Above the hkexnet.Conn layer, the server and client apps in this repository (server/hkexshd and client/hkexsh) negotiate session settings (cipher/hmac algorithms, interactive/non-interactive, etc.) to be used for communication.
Packets are subject to random padding (size, prefix/postfix), and (optionally) the client and server
channels can both send _chaff_ packets at random defineable intervals to help thwart analysis of session activity (applicable to interactive and non-interactive command sessions, file copies and tunnels).
Tunnels, if specified, are set up during initial client->server connection negotiation.
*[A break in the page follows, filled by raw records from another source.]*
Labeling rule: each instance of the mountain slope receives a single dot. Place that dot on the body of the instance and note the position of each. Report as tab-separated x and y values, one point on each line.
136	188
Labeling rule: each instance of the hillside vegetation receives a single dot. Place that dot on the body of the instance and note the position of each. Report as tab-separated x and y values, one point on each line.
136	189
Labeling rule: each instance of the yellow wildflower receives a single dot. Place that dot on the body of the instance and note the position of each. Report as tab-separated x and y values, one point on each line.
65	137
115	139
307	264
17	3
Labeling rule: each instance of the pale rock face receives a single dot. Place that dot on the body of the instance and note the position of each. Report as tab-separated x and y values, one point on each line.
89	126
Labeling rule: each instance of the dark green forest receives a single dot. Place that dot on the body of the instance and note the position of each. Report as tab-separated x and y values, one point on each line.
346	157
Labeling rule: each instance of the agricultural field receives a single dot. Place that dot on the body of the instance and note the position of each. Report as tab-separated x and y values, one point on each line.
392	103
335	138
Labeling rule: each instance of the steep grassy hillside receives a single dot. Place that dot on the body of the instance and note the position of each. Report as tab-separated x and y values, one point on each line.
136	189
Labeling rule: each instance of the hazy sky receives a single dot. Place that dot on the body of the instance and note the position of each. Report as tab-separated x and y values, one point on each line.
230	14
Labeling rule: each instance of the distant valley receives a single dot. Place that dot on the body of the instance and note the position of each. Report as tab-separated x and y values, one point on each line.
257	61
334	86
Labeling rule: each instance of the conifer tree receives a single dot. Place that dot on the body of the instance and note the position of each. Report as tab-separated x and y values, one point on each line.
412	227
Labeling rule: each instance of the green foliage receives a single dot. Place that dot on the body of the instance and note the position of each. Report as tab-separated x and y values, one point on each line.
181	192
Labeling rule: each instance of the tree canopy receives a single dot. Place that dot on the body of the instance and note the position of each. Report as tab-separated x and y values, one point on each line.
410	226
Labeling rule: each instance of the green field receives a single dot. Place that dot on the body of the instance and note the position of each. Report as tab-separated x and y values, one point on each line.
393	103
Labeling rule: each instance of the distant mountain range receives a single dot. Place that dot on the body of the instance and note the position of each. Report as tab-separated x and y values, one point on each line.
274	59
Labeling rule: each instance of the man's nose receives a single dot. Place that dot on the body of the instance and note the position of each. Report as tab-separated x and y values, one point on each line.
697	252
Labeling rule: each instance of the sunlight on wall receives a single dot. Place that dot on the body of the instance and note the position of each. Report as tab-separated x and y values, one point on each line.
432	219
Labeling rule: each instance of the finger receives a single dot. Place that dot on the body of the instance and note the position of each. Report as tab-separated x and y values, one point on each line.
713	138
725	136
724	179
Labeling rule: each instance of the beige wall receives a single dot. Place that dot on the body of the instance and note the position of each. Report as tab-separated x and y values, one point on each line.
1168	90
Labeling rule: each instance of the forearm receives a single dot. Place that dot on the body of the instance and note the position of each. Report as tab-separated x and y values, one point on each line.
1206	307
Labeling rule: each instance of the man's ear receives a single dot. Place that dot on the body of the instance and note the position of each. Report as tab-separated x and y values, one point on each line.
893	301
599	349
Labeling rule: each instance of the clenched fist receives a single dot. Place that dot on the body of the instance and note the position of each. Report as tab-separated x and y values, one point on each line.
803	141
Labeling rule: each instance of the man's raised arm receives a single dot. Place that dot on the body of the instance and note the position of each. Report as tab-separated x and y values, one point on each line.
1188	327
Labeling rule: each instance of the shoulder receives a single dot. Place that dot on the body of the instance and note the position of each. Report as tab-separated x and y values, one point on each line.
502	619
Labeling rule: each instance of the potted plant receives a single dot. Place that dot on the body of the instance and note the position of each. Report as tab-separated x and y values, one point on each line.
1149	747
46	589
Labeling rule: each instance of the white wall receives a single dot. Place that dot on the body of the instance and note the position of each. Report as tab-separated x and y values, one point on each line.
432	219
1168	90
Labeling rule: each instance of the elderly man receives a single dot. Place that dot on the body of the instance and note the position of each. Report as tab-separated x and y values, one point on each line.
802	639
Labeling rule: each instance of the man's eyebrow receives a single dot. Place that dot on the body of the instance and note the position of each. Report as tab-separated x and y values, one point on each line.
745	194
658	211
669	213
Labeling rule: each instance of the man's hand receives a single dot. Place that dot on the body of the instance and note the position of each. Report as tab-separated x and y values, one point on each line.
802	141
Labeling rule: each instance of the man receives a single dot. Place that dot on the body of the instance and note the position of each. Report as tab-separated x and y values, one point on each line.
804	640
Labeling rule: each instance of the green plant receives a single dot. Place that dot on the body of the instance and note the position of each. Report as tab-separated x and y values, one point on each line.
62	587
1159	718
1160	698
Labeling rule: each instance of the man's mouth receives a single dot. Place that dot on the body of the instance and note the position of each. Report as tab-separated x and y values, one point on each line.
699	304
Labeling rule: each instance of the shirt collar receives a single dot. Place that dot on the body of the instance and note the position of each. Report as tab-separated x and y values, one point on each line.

Packets from the client local port(s) are sent through the main secured connection to the server's remote port(s), and vice versa, tagged with a tunnel specifier so that they can be de-multiplexed and delivered to the proper tunnel endpoints.
Finally, within the hkexpasswd/ directory is a password-setting utility. HKExSh uses its own passwd file distinct from the system /etc/passwd to authenticate clients, using standard bcrypt+salt storage.
As of this time (Oct 2018) Kyber is one of the candidate algorithms submitted to the [NIST post-quantum cryptography project](https://csrc.nist.gov/Projects/Post-Quantum-Cryptography). The authors recommend using it in "... so-called hybrid mode in combination with established "pre-quantum" security; for example in combination with elliptic-curve Diffie-Hellman." THIS PROJECT DOES NOT DO THIS (in case you didn't notice yet, THIS PROJECT IS EXPERIMENTAL.)
An example init script (hkexshd.initrc) is provided. Consult your Linux distribution documentation for proper service/daemon installation. Default assumes installation in /usr/local/sbin (hkexshd, hkexpasswd) and /usr/local/bin (hkexsh/hkexcp symlink).
NOTE: Renaming while copying (eg., 'cp /foo/bar/fileA ./fileB') is NOT supported. Put another way, the destination (whether local or remote) must ALWAYS be a directory.
hkexcp uses tar (a 'tarpipe') with gzip compression, sending tar data over the hkex encrypted channel. Use the -d flag on client or server to see the generated tar commands if you're curious.